It looks like it’s possible. In the summary of the article, the authors point out that “environmental uncertainty and uncontrollability cause psycho-physiological distress to organisms.” Facing down an anatomy test or the blinking cursor on a blank page, in my experience, certainly constituted “environmental uncertainty and uncontrollability” and I can attest that they caused “psycho-physiological distress” to this “organism” (me!). 

The article goes on to explain that “a common response involves ritualization, that is, the limitation of behavioral expressions to predictable stereotypic and repetitive motor patterns … [which] serve to regain a sense of control over an uncertain situation.” My behavior of cleaning involves a set of motor patterns that result in a predictable outcome: a clean space. So my cleaning rituals, when performed under the stress that’s caused by something else in my environment, allow me to regain a sense of control over my situation. This sense of control, in turn, helps me feel more regulated. The ritual of cleaning is my own “anxiety-reducing coping strategy.” 

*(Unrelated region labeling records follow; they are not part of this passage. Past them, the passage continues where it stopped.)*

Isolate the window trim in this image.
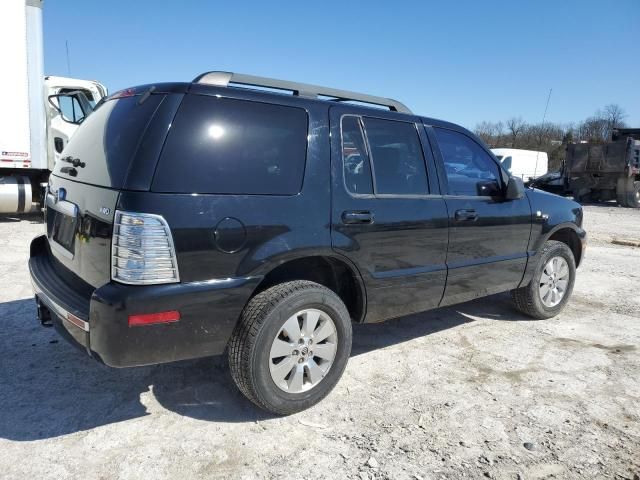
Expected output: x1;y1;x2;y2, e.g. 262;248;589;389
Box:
423;123;508;200
340;113;432;199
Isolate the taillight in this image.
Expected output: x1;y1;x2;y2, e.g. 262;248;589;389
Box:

Another way to look at this is by discussing the need to minimize entropy. The study’s authors describe that when faced with an uncontrollable/unpredictable situation, the “organism” will experience a high-entropy state and want to minimize it and “increase prediction success.” For instance, my high-entropy risk, like the paper I need to write or the test coming up, comes with low predictive abilities and therefore induces anxiety. On the other hand, engaging in a ritualistic behavior with a predictable outcome such as cleaning minimizes entropy and lowers anxiety. 

Engaging in these low-entropy rituals may help you regain a feeling of control over the situation. As the article points out: “In turn, this regained sense of control might result in anxiety alleviation and, consequently, lead to better performance.”

This is huge. According to the idea purported in this study, my procrastination isn’t a harmful avoidance tactic. Rather, choosing to clean when I’m stressed seems to be an adaptive way that I’ve been lowering my entropy levels, bringing my anxiety levels down so that when I finally sit down to do that high-stakes difficult task, I can perform even better. 

While I’ve done this for years without knowing it, becoming cognizant of the psychological mechanisms of what’s happening has made me view myself more kindly. I’m not doing something bad by cleaning before doing something hard; I’m lowering my anxiety levels through a “ritual” (that has the additional benefit of making my home more pleasant, it must be pointed out!) that makes me the best version of myself.